BugZero found this defect 83 days ago.
Data sources
All data on this page is proprietary to BugZero® or gathered from public sources
2/27/2024
HPE Cray Supercomputing EX
HPE Cray supercomputers
HPE Slingshot for HPC Clusters
No affected releases provided.
No fixed releases provided.
A kernel panic was discovered on platforms running HPE Cray Slingshot 2.1.1 Host Software SLES15 SP5, RHEL 8.8, or COS 3.0. Some applications making high memory registration counts may encounter the defect. On the platforms SLES15 SP5 and above or RHEL 8.8 and above, a missed call to iova_domain_init_rcaches() during initialization of the iova domain can lead to a kernel panic. This was encountered when applications were making high registration counts causing the kernel iova subsystem to access an uninitialized variable.

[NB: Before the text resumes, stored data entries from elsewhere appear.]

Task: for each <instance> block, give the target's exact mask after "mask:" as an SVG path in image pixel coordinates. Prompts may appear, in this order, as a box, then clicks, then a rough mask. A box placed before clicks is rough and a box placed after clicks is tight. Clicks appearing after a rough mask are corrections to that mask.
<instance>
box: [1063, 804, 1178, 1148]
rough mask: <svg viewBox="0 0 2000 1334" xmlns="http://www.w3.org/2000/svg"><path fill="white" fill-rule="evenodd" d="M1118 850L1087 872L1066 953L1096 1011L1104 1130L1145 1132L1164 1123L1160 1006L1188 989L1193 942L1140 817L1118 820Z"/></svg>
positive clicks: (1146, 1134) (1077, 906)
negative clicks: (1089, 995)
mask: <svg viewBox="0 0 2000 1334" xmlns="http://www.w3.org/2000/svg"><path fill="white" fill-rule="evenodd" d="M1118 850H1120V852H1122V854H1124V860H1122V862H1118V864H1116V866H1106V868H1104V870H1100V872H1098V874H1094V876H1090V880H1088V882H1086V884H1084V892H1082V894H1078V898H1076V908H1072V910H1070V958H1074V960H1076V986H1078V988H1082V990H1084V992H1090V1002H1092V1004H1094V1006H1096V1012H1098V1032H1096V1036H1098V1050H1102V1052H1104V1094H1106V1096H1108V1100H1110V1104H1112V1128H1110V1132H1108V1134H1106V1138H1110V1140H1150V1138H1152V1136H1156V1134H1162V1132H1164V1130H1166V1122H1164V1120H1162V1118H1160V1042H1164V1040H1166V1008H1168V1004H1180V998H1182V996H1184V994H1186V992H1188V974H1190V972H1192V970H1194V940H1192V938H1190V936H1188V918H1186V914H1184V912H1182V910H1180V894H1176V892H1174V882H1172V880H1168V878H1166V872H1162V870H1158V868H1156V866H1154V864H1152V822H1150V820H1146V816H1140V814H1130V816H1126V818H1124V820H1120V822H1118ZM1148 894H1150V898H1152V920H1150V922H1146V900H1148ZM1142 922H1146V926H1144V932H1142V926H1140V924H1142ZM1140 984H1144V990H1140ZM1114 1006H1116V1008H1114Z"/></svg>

This advisory applies to all HPE Cray EX Supercomputer and HPE Cray Supercomputer systems running SLES 15 SP5, RHEL 8.8, or COS 3.0 that have installed or will be installing Slingshot Host Software (SHS)2.1.1 software.
The problem is fixed by making a separate call to iova_domain_init_rcaches() during initialization of the iova domain. We advise customers to not update to SLES15 SP5, RHEL 8.8, or COS 3.0 with Slingshot Host Software (SHS) 2.1.1. If systems running SLES15 SP5, RHEL 8.8, or COS 3.0 have been updated to Slingshot Host Software (SHS) 2.1.1, HPE recommends contacting customer support. This defect is resolved in Slingshot Host Software versions 2.1.2 and higher.